Was there ever a more precocious talent than Mozart? He wrote Il sogno di Scipione when he was 15 years old. Yet it was his fifth dramatic work for the stage. His long 3-act opera seria, Mitridate, had already triumphed in Milan, resulting in two more opera commissions for that city’s Teatro Regio Ducal. This was the boy who had copied down from memory Allegri’s Miserere after learning that the Vatican’s edict forbade its publication.

Il sogno di Scipione was a more modest affair, an azione teatrale in a single act of some 90 minutes. It was written in advance of Mozart’s second Milanese opera, Ascanio in Alba, as an occasional piece to celebrate the jubilee of the Prince-Archbishop of Salzburg. By the time Mozart returned from Milan to his native Salzburg, the old archbishop was dead and his successor Colloredo was an altogether less congenial employer, who became notorious for ordering that the obstreperous young composer be kicked downstairs. It is uncertain if the piece was ever performed, as intended, at Colloredo’s installation in 1772.

Mozart wrote the music in 1771, but the text dates from 1735 and belongs to a different generation. It was written by Pietro Metastasio, the prolific master librettist of the age, adept at spinning felicitous but conventional phrases, whose work was recycled from one composer to another. There is a disjunction between Metastasio’s orotund morality and the young Mozart’s aspiration to be original. Too often it is Metastasio who wins, but not always.

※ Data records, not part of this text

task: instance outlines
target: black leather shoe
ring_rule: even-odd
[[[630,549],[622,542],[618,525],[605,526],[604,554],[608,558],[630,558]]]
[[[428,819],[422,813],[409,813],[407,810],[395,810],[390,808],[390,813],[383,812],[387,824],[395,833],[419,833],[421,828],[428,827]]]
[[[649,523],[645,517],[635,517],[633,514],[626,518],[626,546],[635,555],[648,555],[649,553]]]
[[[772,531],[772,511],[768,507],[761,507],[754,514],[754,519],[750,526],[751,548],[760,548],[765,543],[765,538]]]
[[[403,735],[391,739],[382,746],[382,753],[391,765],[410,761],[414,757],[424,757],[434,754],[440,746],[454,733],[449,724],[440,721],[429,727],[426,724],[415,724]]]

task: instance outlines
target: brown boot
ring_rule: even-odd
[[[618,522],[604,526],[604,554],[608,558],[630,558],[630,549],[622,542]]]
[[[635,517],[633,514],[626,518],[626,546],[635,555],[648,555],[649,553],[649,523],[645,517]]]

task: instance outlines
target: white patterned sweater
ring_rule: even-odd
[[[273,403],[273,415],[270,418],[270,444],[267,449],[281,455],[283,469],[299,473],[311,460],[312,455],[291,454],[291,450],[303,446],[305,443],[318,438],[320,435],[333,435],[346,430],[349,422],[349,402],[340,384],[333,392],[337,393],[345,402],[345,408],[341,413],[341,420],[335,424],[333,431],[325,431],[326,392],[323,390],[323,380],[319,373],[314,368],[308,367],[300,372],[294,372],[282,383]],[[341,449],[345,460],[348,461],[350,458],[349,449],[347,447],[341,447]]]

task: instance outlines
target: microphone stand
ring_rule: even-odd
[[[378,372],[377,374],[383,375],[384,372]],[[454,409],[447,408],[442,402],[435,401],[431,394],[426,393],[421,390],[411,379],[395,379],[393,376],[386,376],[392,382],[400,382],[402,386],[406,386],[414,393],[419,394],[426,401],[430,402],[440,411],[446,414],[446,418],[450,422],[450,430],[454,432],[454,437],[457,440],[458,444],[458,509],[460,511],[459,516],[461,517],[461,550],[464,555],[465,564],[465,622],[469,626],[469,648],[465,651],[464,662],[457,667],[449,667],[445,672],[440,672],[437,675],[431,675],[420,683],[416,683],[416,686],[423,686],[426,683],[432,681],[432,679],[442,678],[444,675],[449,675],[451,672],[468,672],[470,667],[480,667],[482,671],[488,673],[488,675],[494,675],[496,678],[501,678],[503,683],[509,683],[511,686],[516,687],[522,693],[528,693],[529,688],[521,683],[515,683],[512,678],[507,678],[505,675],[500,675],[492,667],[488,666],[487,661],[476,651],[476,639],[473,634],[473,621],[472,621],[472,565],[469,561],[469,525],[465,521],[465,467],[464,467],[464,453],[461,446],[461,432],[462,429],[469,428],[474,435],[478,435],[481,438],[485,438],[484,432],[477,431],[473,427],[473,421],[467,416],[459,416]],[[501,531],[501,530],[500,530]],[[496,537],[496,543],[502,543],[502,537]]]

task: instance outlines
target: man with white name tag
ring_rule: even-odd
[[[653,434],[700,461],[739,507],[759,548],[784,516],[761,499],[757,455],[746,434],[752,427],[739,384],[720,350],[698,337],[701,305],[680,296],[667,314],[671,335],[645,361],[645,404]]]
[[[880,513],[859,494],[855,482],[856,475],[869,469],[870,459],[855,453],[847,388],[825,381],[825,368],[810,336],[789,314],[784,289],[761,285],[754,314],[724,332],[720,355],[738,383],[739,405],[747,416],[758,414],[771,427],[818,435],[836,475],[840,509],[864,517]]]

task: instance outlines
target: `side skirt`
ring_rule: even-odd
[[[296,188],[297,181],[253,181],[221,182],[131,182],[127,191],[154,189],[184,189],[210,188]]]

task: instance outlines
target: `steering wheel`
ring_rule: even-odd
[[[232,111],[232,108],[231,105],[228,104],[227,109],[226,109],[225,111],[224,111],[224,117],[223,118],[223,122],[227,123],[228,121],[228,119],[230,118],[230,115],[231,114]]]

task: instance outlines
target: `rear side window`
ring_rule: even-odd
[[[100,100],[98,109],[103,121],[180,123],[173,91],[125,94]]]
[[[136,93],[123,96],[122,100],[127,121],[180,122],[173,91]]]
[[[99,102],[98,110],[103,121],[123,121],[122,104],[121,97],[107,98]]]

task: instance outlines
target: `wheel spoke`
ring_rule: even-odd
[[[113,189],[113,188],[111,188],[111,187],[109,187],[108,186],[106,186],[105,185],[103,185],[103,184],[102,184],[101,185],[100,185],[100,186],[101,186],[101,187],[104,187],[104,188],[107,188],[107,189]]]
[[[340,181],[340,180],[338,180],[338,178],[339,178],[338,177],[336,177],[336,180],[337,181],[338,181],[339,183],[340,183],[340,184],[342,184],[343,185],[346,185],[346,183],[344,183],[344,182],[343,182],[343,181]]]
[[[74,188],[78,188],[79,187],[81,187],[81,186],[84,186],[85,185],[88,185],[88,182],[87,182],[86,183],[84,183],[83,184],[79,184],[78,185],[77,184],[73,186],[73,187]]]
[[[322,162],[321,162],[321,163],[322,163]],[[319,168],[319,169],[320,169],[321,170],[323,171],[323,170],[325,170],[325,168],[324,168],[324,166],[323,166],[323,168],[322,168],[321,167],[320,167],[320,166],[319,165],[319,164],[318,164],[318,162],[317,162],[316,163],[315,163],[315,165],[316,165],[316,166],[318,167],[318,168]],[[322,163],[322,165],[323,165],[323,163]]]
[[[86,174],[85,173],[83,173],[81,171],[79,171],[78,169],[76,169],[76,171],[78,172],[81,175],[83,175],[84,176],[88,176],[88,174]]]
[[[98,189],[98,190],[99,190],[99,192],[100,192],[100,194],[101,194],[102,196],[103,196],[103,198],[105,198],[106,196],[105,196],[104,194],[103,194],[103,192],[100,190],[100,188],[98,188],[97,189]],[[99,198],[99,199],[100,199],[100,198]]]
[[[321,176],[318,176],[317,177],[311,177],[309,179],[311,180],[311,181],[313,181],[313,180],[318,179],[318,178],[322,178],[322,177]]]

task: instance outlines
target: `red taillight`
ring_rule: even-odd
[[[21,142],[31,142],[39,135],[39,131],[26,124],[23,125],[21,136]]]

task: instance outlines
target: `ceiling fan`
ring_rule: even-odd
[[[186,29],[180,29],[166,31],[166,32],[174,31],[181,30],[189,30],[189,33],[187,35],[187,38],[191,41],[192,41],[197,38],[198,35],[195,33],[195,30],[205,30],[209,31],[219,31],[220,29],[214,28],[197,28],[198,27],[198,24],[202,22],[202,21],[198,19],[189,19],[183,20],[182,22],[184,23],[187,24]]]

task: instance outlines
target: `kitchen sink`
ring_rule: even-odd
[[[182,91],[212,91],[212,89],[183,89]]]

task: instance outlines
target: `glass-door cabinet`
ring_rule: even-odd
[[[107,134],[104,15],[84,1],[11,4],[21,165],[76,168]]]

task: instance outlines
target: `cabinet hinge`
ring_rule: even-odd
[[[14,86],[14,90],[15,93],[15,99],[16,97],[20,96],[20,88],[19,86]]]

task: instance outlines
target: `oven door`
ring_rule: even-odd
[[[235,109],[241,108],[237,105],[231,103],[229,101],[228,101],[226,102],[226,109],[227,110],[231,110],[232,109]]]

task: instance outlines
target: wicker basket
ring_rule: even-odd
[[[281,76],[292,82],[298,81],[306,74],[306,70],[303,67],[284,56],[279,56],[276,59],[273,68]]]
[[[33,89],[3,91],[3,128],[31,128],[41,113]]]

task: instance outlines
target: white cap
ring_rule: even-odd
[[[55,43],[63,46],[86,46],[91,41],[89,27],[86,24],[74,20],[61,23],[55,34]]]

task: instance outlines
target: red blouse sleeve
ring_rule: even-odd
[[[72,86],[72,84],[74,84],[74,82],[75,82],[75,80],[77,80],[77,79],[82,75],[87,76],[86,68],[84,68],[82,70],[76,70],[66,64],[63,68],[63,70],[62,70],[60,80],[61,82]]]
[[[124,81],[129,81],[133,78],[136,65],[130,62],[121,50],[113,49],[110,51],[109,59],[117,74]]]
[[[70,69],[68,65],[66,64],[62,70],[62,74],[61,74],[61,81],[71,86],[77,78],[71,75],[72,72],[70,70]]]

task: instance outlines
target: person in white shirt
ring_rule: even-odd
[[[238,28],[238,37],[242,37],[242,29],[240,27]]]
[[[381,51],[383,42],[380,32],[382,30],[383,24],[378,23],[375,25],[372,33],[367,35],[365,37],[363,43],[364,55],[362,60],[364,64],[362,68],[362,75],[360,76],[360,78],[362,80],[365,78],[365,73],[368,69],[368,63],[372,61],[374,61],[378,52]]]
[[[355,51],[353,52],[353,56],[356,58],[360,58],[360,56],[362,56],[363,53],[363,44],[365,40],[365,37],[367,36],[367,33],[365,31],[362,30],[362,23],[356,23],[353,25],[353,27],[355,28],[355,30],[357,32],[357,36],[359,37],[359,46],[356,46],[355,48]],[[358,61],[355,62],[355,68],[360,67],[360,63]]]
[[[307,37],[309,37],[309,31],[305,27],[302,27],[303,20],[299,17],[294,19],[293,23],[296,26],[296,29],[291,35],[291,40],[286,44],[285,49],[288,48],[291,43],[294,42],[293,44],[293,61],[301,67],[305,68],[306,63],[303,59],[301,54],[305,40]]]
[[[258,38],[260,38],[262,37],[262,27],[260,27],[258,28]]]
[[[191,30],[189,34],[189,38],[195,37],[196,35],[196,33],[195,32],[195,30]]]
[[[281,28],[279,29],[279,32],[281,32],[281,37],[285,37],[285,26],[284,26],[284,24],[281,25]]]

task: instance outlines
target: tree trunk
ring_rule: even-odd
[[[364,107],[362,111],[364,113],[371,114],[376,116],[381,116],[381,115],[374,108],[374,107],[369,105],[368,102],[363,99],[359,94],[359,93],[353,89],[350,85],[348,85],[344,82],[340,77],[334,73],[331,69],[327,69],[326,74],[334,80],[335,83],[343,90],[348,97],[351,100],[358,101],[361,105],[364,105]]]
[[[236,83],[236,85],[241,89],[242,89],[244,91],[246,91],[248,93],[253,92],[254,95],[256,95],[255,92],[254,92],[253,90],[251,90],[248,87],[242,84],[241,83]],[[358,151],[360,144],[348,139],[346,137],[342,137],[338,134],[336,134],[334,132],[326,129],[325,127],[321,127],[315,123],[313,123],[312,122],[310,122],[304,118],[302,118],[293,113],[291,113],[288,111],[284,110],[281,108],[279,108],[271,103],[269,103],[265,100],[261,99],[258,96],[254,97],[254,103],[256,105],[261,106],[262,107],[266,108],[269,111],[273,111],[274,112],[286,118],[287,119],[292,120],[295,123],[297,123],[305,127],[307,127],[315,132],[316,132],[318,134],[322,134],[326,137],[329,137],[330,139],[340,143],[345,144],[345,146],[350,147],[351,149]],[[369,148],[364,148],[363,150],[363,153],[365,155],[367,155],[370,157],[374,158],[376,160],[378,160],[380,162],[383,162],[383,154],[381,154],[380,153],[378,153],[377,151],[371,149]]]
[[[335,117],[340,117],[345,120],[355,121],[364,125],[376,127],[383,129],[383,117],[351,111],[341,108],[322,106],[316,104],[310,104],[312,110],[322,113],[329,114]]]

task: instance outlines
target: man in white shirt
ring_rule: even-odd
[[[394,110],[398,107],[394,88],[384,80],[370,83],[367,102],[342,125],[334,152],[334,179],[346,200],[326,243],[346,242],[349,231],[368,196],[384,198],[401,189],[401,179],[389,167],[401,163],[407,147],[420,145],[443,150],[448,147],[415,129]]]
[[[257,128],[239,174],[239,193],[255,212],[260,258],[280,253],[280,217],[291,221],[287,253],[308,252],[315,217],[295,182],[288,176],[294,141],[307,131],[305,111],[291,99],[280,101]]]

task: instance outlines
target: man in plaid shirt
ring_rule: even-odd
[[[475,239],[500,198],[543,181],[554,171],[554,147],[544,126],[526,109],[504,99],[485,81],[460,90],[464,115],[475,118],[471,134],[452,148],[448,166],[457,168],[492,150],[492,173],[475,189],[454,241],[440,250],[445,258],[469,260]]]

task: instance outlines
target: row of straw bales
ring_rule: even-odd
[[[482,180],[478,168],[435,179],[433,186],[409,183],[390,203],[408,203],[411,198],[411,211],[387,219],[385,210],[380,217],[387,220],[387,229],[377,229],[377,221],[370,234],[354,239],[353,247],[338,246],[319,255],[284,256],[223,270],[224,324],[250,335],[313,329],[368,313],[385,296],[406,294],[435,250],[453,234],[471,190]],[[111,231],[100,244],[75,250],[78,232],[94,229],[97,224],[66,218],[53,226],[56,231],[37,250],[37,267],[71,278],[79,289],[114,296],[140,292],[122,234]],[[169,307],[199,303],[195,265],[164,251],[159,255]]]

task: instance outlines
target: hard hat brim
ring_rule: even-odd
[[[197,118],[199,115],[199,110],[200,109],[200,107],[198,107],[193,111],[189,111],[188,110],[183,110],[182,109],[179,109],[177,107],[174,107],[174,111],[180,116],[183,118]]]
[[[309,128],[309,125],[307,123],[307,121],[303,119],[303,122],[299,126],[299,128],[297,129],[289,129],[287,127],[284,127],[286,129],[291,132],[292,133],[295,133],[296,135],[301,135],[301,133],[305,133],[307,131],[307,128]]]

The subject of the opera is a historical figure: Publius Cornelius Scipio Aemilianus, who lived between 185 and 129 BC. He was also known as Scipio Africanus the Younger. His parentage was complicated, as appears in the opera.  He was elected Consul of the Roman Republic in 147 BC and given the command of the Roman army during the Third Punic War, in which Carthage was besieged and destroyed. He was chosen as Consul again in 134 BC.

Both Scipio’s natural father Aemilius and his socially more important adoptive father Publius appear in the opera’s Dream. Confusingly, all three men are tenors! They offer equivocal advice about the moral dilemma confronting him: how to choose between Fortune, who offers the earthly benefits of riches with attendant risk; and Constancy, who offers the more lasting rewards of truth and virtue. When he finally opts for the latter, spurned Fortune unleashes a furious cataclysm which wakes him from his dream. Both allegorical figures are played by sopranos.

As with many of Metastasio’s stories, the classical setting is a pretext for a contemporary moral. Choosing the virtuous path is meant as a tribute to Mozart’s ecclesiastical patron. Ironically, the archbishop had a reputation for hoarding money.

The conceit of the dream with a didactic message provides a framework for contrasted arias for the principal characters. It also offers Teatro la Fenice’s production team the opportunity for fantasy. Mozart, even while straining against inherited conventions, shows his burgeoning craft of clothing his singers with music that shows off their skills; and his score is enlivened with a chorus, scurrying strings and bright horns and trumpets.

Il sogno di Scipione may seldom stray beyond the conventions of its age, but it remains fascinating to observe the early emerging shoots of Mozart’s genius. Lucio Silla, his third and best opera for Milan, was less than a year away.